Today I am going to talk about a project which I worked on in my organisation Sumo Logic.
We have this microservice which is used for collecting data from the cloud. One of the most prominent use case of that microservice is to collect data from customers S3 bucket.
I have written another blog on how we worked on making data discovery faster so that we can reduce ingestion lag. You can check it out here.
After we solved the data discovery issue, we realised that there was another issue we were facing. This was limiting our scalability. The stakes this time were even higher.
I can't describe the complete architecture of the microservice as I would probably be violating some NDA. I will only talk about a small section of it which was the main bottleneck for us.
Context
We use the AWS List API to list the objects of the S3 bucket. Of course we take the necessary permissions from the customer to be able to do that. So we have a scanner thread running per source which lists the bucket.
In the blog I mentioned above, I discussed how we introduced another mechanism - SNS - to bring in the objects as well. So now every source can possibly have two methods of bringing in the data from S3 bucket:
1. Scanner
2. SNS
In order to not duplicate the data coming in, we need some kind of dedupe mechanism in our microservice. (This was needed even before SNS was in picture, but lets not go into that application specific complexity right now)
Existing Design
We started off using a RDS (SQL DB) for deduping these S3 objects. So whenever an object came through Scanner or SNS, we first checked if it was present in the DB. If it was, that means we are fetching the object for the second time and we reject it.
If it is not present in the DB, we simply inserted it there.
Now the DB table also maintained states of the object.
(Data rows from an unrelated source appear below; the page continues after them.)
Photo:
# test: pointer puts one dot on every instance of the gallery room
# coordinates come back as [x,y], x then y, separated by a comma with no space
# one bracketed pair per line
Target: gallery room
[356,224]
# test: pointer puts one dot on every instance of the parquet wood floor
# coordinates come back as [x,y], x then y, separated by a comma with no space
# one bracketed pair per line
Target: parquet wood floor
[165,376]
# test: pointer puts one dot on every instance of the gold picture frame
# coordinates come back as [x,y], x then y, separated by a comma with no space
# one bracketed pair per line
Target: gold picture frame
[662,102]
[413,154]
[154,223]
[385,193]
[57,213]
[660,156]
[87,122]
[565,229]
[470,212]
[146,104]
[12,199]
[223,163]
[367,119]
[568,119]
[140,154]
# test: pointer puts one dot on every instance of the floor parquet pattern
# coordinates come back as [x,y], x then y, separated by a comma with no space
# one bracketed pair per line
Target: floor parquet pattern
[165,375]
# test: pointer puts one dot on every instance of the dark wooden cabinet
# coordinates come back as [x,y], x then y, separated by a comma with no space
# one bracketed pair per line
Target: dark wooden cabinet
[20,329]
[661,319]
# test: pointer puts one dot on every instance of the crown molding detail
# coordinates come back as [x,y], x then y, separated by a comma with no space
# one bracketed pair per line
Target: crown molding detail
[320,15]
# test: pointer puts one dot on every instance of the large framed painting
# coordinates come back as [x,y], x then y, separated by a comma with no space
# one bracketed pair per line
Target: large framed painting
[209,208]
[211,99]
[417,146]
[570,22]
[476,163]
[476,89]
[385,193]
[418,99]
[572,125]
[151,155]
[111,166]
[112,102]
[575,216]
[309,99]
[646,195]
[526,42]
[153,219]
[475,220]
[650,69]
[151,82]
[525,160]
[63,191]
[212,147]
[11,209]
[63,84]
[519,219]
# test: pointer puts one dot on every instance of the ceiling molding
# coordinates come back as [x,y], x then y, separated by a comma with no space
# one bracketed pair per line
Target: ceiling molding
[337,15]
So the object was initially inserted with a pending state. After that there was a poller running per node which fetched recent pending objects from the table and sent them downstream for further processing and updated their state to Completed.
This was the high level working of the initial part of the architecture.
Here were the major issues with the existing design:
Needed a db.r5.4xlarge RDS instance (on our bigger deployments). There was a time when we had to run a db.r3.8xlarge machine since we had maxed out CPUs on the smaller ones. We didn’t have more room to scale vertically on a single DB.
There is a connection limit associated with the RDS instances which limited our horizontal scalability. With the db.r5.4xlarge instance that limit is 4000 connections. We give 40 connections to every node. So there is an upper limit of 100 nodes that we can add.
Although we have bigger RDS instance size with us and we can scale vertically but there are two issues with that:
Moving to a higher instance type effectively doubles the cost. The current one costs us about $40k/year
Although moving to a higher instance size doubles the cost but it does not effectively double the number of connections. For eg. moving from 4xlarge -> 8xlarge changes the connection from 4000 -> 5000, so only 25 extra CC nodes capacity.
Acceptance Criteria
Acceptance criteria and goals of the new design:
The microservice on a big deployment handled 400 MB/sec with 20 nodes, keeping the cluster CPU at 50%. Every node gets 40 connections with the database. When one of our big customers were at their peak, the service was (barely) handling 1.2 GB/sec. The goal is to be able to handle 10x the current load. That is after the redesign, the service should be able to handle about 4GB/sec load.
Try to solve the connection problem allowing more horizontal scalability. This is actually needed to achieve the above goal. The more nodes we are able to add, the more will be our processing power.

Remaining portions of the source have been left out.